Bevor ihr es mir unter die Nase reibt, sage ich es lieber selber: Fussball gefällt mir nicht, weil ich davon nichts verstehe. Ich bin ein armer Tropf, dass ich mir so etwas Grossartiges entgehen lasse. Ich fühle mich intellektuell und moralisch überlegen. Ich bin voller Widersprüche und heuchlerisch, denn ich habe Hobbys und Verhaltensweisen, die nicht minder kritikwürdig sind. Ich bin verbittert und nachtragend, weil ich von der Begeisterung der Mehrheit ausgeschlossen bin. Gut denn! Nun ist es gesagt, und ich stehle euch weder Zeit noch Aufmerksamkeit, die ihr doch für das Non-stop-Fussballgaudi der nächsten Wochen braucht.

Wenige Dinge wecken mehr Widerwille, als wenn man gegen den Fussball anschreibt.

Wenige Dinge wecken mehr Widerwille, als wenn man gegen den Fussball anschreibt. Du magst zu jeder anderen Sache deine Meinung äussern: zu Monarchie, Religion, Nationalismus, Stierkämpfen, ETA. Bei keinem anderen Thema erntest du so viel Unverständnis und Verachtung, wie wenn du das Fussballgeschäft, die Informationsflut in diesem Zusammenhang, die Allgegenwärtigkeit des Fussballs kritisierst. Wenn unter uns irgend ein Konsens besteht, so ist das zweifellos der Fussball, der zudem in letzter Zeit eine intellektuelle Tünche erhalten hat, damit auch noch der letzten Widerstand gebrochen wird.

Also hasst mich! Aber ich kann nicht anders: Fussball gefällt mir nun mal nicht.
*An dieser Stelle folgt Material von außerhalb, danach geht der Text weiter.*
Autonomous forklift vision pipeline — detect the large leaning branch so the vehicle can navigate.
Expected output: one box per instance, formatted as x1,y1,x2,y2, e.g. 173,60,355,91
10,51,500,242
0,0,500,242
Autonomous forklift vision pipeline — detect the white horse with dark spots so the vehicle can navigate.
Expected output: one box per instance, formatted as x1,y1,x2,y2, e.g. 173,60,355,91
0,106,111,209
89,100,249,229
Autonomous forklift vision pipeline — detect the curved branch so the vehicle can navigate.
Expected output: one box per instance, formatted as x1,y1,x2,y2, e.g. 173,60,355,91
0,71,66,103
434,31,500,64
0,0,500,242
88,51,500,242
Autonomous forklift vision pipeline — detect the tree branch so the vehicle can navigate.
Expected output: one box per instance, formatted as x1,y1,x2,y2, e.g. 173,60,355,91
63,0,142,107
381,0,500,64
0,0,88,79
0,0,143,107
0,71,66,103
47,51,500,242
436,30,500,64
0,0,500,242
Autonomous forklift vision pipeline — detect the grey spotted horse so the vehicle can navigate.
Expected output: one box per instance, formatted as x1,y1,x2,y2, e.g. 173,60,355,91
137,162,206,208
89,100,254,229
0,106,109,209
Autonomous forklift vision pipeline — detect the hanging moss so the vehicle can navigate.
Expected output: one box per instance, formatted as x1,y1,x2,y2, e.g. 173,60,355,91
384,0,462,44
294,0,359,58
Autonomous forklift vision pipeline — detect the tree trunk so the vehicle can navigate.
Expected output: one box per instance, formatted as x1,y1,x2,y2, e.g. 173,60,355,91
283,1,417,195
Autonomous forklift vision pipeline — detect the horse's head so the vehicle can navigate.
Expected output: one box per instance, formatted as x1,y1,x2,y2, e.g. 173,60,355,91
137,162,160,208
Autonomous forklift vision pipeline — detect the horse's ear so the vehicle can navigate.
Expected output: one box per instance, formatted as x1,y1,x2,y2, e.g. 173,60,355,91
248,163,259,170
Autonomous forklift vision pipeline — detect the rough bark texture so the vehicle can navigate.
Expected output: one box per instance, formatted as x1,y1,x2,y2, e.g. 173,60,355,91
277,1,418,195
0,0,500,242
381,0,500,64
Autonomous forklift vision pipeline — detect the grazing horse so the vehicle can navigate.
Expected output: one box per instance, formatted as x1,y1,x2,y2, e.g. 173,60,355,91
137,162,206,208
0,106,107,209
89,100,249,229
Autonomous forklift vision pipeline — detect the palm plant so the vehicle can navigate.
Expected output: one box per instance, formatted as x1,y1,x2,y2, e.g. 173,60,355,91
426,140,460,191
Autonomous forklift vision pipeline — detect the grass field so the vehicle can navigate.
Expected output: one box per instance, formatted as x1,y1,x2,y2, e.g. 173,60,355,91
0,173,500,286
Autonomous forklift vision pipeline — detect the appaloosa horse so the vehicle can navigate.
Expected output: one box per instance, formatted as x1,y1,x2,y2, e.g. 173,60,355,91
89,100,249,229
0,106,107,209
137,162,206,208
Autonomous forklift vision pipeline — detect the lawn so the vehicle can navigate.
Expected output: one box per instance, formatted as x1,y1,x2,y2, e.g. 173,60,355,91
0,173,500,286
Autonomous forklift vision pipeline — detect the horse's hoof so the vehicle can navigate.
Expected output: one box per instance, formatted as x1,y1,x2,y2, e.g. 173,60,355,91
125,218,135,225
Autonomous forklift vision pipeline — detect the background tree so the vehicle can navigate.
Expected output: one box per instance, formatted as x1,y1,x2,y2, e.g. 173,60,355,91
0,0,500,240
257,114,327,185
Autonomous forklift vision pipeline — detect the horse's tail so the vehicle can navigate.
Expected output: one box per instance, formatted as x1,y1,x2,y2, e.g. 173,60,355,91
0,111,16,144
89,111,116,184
Und wenn ich Fussball sage, so meine ich nicht den Sport an sich, sondern ebendas, was euch so gefällt: gerade nicht der Fussball ohne jegliche Zutat, sondern jene Mischung aus Spektakel und Geschäft, die zurzeit ihre glanzvollsten Wochen erlebt.
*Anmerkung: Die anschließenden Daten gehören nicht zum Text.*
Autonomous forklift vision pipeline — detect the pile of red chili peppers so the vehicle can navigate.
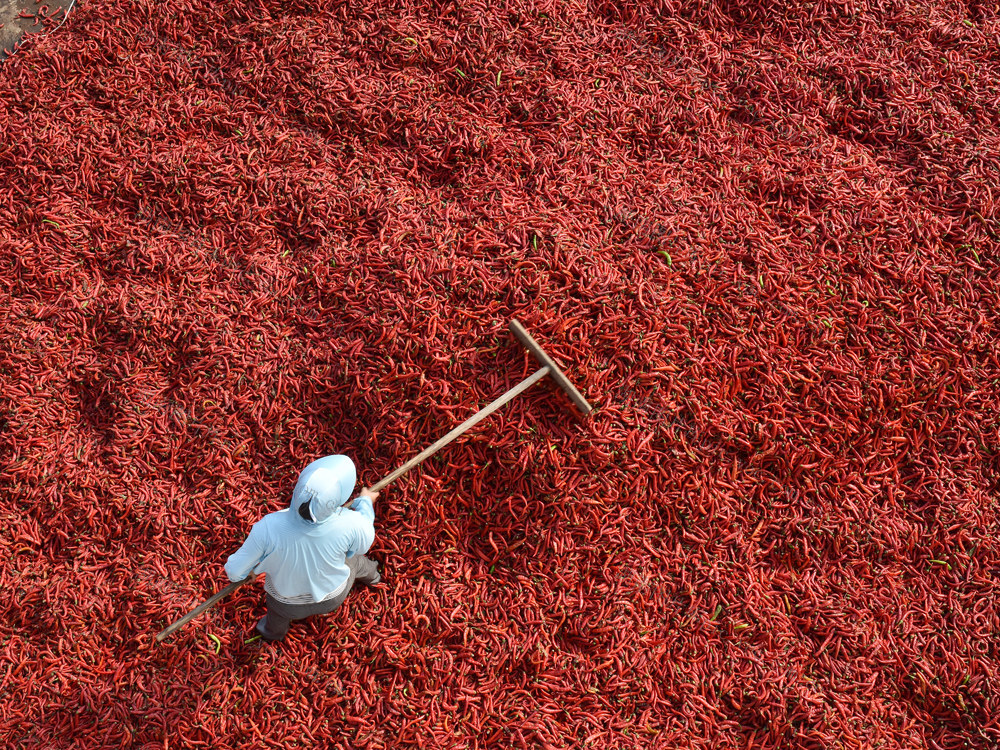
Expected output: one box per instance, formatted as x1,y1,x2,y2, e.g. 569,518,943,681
0,0,1000,749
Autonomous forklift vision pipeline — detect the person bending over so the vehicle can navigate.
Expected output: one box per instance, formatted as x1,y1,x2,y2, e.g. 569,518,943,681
226,455,381,642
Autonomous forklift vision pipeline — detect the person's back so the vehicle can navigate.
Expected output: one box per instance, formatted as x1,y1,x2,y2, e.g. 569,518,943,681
226,455,380,641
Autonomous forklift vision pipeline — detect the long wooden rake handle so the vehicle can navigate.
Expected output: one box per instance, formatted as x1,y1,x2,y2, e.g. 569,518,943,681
156,365,551,642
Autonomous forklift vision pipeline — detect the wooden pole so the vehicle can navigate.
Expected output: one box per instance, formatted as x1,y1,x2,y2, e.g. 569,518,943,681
156,365,551,643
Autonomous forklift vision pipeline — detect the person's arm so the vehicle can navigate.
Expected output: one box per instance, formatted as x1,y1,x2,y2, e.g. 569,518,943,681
346,487,379,557
226,522,267,583
351,487,380,524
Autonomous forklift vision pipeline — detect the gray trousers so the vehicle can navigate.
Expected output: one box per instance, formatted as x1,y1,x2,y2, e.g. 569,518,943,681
257,555,381,641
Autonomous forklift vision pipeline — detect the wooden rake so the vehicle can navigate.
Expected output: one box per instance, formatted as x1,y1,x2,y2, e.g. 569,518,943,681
156,320,593,642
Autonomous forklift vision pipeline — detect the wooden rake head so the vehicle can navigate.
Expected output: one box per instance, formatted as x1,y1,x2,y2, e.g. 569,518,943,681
510,318,594,416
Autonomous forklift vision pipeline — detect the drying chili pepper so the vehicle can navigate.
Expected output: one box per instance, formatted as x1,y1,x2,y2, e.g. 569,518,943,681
0,0,1000,748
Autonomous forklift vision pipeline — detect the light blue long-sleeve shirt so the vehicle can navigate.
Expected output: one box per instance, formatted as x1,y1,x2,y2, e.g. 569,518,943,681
226,456,375,604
Eben erst hat die Weltmeisterschaft begonnen, und schon bin ich all die Spezialsendungen satt, all die Sonderseiten, die Nachrichtensendungen zu einem einzigen Thema, die fussballverseuchten sozialen Netzwerke, all die stornierten Termine, weil sie mit Partien zusammenfallen, die Verschiebungen, die Werbeflut, die allgemeine Ablenkung und Neutralisierung der sozialen Spannungen.

Natürlich habe auch ich meine Hobbys. Und es gibt nichts daran auszusetzen, dass die Leute die Möglichkeit nutzen, ihrem Alltag zu entfliehen, dass sie ihre Entspannung haben und ihre Leidenschaften. Aber keine ist so stark und anziehend wie der Fussball. Und da spreche ich noch nicht einmal vom plötzlich aufbrechenden Hurrapatriotismus, der für einmal nicht mit kurzgeschorenen Haaren einhergeht. Überall prangen die Nationalfarben Rot und Gelb. Und alle sind vereint im selben Traum. Und so weiter. Und so weiter. Sagt mir bloss nicht, ich solle doch einfach darüber hinwegsehen und mein Leben leben! Ich solle die Zeit während der Fussballspiele nutzen, um etwa ins Kino zu gehen. Denn in Wirklichkeit gibt es kein Ausserhalb des Fussballs. Er nimmt alles in Beschlag.

Ich höre schon meine Aktivistenkumpels sagen: Fussball gehört nicht den Rechten. Und kommt mir bloss nicht mit diesem oder jenem Denker, Poeten oder Revolutionär, der fussballbegeistert war. Das wäre dasselbe Totschlagargument, wie es die Anhänger des Stierkampfs bemühen. Zudem gehe ich davon aus, dass ihr bei all dem Fussball nicht den König und das Referendum [zur Monarchie in Spanien] vergesst, die Vereinigte Linke, die Sparmassnahmen, die Zwangsräumungen und das Abtreibungsgesetz. Ich gehe davon aus, dass ihr an den nächsten Kundgebungen nicht fehlen werdet, auch wenn diese zweifellos so organisiert sein werden, dass sie nicht mit den wichtigsten Fussballspielen zusammenfallen.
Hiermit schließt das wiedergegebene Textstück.